段階S920で、制御回路140は、バッテリーBの故障カウントを1だけ増加させる。段階S922で、制御回路140は、バッテリーBの故障カウントを初期値(例えば、0)と同一にリセットする。
段階S930で、制御回路140は、バッテリーBの故障カウントが所定の値以上であるか否かを判定する。即ち、バッテリーBの電圧差の変化量が臨界値以上であって、所定の回数が連続してカウントされたか否かが判定される。段階S930の値が「はい」である場合、段階S940へ進む。

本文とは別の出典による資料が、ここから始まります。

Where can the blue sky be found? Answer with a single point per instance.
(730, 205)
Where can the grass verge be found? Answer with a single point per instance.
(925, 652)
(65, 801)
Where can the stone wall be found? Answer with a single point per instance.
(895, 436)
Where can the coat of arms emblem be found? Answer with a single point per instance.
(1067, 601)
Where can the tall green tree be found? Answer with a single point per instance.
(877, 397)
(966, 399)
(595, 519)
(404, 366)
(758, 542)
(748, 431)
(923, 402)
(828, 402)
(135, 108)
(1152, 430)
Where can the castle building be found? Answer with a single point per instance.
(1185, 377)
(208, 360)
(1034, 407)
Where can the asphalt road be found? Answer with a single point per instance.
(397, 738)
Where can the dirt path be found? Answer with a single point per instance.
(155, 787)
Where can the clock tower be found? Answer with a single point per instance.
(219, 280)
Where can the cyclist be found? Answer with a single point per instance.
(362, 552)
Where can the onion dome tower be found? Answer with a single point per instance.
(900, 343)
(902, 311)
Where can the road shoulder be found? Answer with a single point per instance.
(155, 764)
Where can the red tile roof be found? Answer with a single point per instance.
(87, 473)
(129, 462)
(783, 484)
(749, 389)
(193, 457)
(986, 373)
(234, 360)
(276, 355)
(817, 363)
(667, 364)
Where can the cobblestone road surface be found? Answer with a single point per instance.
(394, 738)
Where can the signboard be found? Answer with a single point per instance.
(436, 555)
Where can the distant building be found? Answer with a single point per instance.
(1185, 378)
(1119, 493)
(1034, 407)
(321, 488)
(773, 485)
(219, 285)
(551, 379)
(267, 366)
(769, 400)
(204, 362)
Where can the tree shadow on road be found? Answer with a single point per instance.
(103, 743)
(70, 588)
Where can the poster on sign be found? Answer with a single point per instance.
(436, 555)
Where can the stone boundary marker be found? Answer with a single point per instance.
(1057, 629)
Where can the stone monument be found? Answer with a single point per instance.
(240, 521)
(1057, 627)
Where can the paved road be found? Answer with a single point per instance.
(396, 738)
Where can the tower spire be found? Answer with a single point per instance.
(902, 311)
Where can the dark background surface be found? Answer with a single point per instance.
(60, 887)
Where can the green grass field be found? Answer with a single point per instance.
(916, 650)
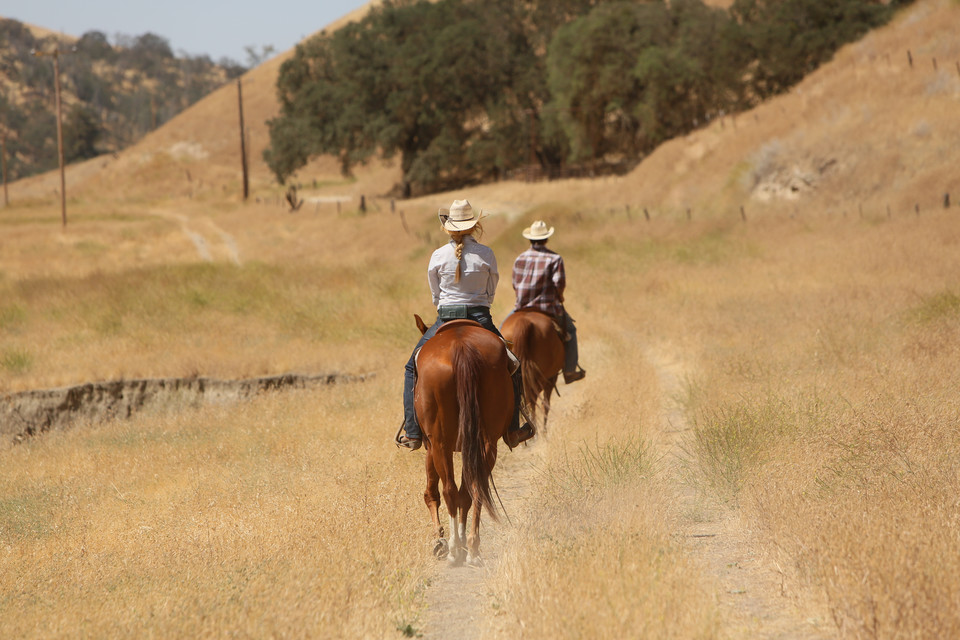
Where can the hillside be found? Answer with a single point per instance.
(866, 129)
(764, 446)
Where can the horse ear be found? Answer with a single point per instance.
(420, 324)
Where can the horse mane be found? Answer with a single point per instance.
(467, 366)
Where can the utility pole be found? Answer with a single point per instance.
(3, 155)
(56, 84)
(243, 143)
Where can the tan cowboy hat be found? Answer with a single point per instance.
(538, 231)
(460, 216)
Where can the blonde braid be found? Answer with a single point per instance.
(458, 237)
(459, 240)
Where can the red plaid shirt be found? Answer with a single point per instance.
(539, 280)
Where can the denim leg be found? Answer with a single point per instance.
(410, 423)
(571, 355)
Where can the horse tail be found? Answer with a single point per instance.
(468, 367)
(533, 379)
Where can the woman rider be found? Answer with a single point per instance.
(463, 279)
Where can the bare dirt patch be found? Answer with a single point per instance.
(30, 413)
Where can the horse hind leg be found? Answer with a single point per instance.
(431, 497)
(473, 539)
(464, 509)
(452, 499)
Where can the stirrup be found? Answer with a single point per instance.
(522, 434)
(404, 442)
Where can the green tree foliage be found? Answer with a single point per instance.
(81, 132)
(589, 65)
(435, 83)
(464, 90)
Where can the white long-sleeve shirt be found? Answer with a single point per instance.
(478, 276)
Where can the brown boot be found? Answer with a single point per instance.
(515, 437)
(408, 443)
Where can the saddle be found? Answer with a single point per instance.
(558, 326)
(450, 324)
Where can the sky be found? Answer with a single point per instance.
(217, 28)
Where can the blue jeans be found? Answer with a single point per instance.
(410, 423)
(571, 354)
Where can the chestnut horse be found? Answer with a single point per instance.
(464, 401)
(537, 344)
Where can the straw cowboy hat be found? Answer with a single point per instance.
(460, 216)
(538, 231)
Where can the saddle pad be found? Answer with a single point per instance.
(449, 324)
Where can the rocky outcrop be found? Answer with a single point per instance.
(29, 413)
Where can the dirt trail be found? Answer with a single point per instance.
(751, 590)
(459, 604)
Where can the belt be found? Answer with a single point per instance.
(455, 311)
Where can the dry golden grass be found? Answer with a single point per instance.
(285, 517)
(818, 350)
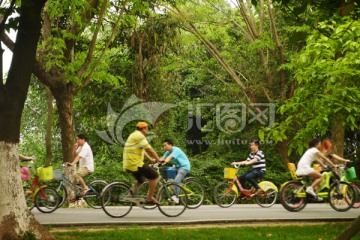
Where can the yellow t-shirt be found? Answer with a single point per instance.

段階S940で、制御回路140は、バッテリーBを内部短絡故障として検出する。第1実施例と同様に、制御回路140は、所定の保護動作を行い得る。
第2実施例は第1実施例の変形例であって、故障バッテリーの呉検出を防止し得る。
以上で説明した本発明の実施例は、必ずしも装置及び方法を通じて具現されることではなく、本発明の実施例の構成に対応する機能を実現するプログラムまたはそのプログラムが記録された記録媒体を通じて具現され得、このような具現は、本発明が属する技術分野における専門家であれば、前述した実施例の記載から容易に具現できるはずである。
以上、本発明を限定された実施例と図面によって説明したが、本発明はこれに限定されず、本発明の属する技術分野で通常の知識を持つ者によって本発明の技術思想と特許請求の範囲の均等範囲内で多様な修正及び変形が可能であることは言うまでもない。
また、上述の本発明は、本発明が属する技術分野における通常の知識を持つ者によって本発明の技術思想から脱しない範囲内で多様な置換、変形及び変更が可能であるため、上述の実施例及び添付された図面によって限定されず、多様な変形が行われるように各実施例の全部または一部を選択的に組み合わせて構成可能である。